CAP Type welded/seamless
The function of a cap is to block off the end of a line.
Pipe Cap,Alloy Steel Cap,Pipe Fitting,Socket Cap HeBei GuangHao Pipe Fittings Co .,LTD (Cangzhou Sailing Steel Pipe Co., Ltd) , https://www.guanghaofitting.com
Standard: ASME/ANSI B16.9 ANSI/ASME B16.11 ANSI/ASME B16.28
BSEN10253-2 BS EN10253-4
Size:1/2''~42''(Seamless); 48''~80''(Welded)

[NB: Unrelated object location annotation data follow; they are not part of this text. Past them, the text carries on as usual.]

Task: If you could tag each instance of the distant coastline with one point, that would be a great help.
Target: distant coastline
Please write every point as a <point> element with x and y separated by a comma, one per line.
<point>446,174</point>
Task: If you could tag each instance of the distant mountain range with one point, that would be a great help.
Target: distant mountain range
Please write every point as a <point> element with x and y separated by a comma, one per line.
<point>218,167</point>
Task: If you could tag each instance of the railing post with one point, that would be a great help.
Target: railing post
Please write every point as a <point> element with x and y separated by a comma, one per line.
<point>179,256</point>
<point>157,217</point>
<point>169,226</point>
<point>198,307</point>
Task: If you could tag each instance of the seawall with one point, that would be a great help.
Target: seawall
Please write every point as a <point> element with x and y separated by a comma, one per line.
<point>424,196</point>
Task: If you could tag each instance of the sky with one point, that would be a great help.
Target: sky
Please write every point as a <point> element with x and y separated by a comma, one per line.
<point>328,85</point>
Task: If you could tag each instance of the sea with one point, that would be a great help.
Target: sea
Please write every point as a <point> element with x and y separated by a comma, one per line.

Wall thickness: Sch5~Sch160\XXS
Manufacturing process: PRESSED etc.
Material:
Carbon steel:
FSGP PG370W PT370
.ASTM / ASME A234: WPB - WPC - WP1WP11 - WP12 - WP5 - WP22 - - WP91
ASTM / ASME A/SA 420: WPL6 - WPL3EN 10216-2: P195GH - P235GH - P265GH-P355Nh
20MnNb6 - 16Mo3 - 8MoB5-4 - 14MoV6310CrMo5-5 - 13CrMo4-5 - 10CrMo9-10-15NiCuMoNb5-6-4 - X11CrMo5X11CrMo9-1 - X10CrMoVNb9-1X10CrWMoVNb9-2 - X20CrMoV11-1former BS-DIN-AFNOR equivalent grades)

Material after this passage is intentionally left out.